Naast de diagnose tijdens de infantiele of neonatale fase is het ook mogelijk deze tijdens de zwangerschap te bevestigen. Het is vooral geïndiceerd, de studie van de lengte van verschillende botcomponenten, in foetale echografie in gevallen van genetisch risico.
Aan de andere kant wordt in beide gevallen meestal een genetische studie uitgevoerd om de mogelijke aanwezigheid van genetische mutaties te analyseren die de oorsprong van het Robinow-syndroom verklaren.

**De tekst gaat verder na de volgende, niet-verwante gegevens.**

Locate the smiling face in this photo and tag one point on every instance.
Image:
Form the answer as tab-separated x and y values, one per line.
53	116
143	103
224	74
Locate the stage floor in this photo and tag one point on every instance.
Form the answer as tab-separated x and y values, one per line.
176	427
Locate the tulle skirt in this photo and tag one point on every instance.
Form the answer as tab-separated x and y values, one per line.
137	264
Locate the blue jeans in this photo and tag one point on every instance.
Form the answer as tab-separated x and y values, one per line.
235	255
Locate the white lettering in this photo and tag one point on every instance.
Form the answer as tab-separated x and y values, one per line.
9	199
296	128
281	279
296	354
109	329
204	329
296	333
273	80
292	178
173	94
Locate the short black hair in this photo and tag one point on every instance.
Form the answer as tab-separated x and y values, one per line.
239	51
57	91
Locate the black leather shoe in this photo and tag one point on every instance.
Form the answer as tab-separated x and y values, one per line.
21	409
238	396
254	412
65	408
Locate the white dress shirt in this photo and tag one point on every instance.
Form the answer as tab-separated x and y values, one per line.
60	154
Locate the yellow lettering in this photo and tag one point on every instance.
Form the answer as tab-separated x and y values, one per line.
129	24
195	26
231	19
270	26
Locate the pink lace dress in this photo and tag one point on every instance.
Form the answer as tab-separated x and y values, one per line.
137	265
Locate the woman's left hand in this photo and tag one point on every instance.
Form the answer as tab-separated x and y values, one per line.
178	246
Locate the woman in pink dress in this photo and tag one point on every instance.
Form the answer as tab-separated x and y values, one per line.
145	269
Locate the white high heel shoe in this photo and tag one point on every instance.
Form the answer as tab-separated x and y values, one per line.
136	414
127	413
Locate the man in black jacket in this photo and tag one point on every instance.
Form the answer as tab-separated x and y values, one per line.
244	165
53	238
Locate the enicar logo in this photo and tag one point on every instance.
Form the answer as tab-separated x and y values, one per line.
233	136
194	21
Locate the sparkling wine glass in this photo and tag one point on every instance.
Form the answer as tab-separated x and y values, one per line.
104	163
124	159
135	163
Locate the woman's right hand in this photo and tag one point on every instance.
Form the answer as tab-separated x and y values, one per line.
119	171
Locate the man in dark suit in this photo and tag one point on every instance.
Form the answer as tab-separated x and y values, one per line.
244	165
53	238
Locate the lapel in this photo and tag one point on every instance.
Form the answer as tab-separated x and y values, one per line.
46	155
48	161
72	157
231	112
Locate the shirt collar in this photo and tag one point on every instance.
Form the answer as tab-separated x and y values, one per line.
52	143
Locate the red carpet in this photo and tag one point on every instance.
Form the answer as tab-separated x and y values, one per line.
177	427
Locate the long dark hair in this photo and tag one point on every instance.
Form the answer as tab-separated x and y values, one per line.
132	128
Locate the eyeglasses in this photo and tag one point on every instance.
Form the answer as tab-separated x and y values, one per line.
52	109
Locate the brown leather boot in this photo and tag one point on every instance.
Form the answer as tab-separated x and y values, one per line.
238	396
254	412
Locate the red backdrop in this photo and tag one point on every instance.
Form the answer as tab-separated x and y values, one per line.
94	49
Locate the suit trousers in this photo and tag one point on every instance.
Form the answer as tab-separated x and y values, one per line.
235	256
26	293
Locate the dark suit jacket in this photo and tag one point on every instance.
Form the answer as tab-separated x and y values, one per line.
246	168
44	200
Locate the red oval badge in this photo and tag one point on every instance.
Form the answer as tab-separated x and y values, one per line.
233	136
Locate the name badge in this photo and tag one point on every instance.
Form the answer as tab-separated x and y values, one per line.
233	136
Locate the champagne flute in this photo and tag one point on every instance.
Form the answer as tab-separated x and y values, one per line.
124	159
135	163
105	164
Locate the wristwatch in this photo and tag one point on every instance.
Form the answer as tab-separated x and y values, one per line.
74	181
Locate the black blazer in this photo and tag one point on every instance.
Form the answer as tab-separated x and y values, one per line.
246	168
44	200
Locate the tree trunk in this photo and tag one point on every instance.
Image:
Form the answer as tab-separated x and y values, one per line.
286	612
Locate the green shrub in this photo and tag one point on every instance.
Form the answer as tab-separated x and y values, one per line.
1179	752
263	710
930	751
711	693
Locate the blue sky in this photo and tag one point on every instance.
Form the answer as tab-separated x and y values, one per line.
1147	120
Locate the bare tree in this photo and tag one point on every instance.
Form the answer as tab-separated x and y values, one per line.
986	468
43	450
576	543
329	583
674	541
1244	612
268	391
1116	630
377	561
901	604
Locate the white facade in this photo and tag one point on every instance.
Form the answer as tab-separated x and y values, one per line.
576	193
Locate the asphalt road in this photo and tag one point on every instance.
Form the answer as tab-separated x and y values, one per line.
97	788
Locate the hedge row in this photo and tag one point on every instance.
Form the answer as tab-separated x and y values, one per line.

Bovendien is het essentieel om de differentiële diagnose uit te voeren met andere soorten pathologieën die vergelijkbare klinische kenmerken vertonen, met name de aanwezigheid van atypische gezichtskenmerken. De belangrijkste ziekten die worden uitgesloten, zijn dus hypertelorisme, het Aarskog-Scott-syndroom of het Opitz-syndroom.
Behandeling
Momenteel is er geen remedie voor het Robinow-syndroom, dus de therapeutische behandeling van deze ziekte is gericht op het oplossen van medische complicaties.
Musculoskeletale aandoeningen worden meestal aangepakt door middel van fysiotherapie, prothetische plaatsing of correctie door middel van chirurgische ingrepen. Aan de andere kant worden cardiale en genitale veranderingen meestal aangepakt door middel van farmacologische en / of chirurgische behandelingen.
Daarnaast zijn er ook andere soorten nieuwe therapieën die zijn gebaseerd op de toediening van groeihormonen om de lengtetoename te stimuleren. Het kan echter verschillende bijwerkingen hebben, zoals verergering van scoliose.
Samenvattend is een vroege therapeutische interventie essentieel voor de correctie van aandoeningen van het bewegingsapparaat en de beheersing van medische complicaties, zoals cardiale manifestaties.
Evenzo is het werk van multidisciplinaire teams, fysieke, sociale en psychologische interventie, essentieel om de ontwikkeling van capaciteiten en capaciteiten bij getroffen kinderen te bevorderen.
Op deze manier is het doel van de interventie om de getroffen persoon zijn maximale ontwikkelingspotentieel, functionele afhankelijkheid en een optimale kwaliteit van leven te laten bereiken.
Referenties
- Díaz López, M., en Lorenzo Sanz, G. (1996). Robinow-syndroom: presentatie van een gezin met autosomaal dominante transmissie. Een Esp Pediatr, 250-523. Verkregen van An Esp Pediatr.
- León Hervert, T., en Loa Urbina, M. (2013). Stomatologische zorg voor de pediatrische patiënt met het Robinow-syndroom. Arch. Maternal Infant Invst, 84-88.
- NIH. (2016). Robinow-syndroom. Verkregen van Genetics Home Reference.
- NORD. (2007). Robinow-syndroom. Verkregen van de nationale organisatie voor zeldzame aandoeningen.
- Orphanet. (2011). Robinow-syndroom. Verkregen van Orphanet.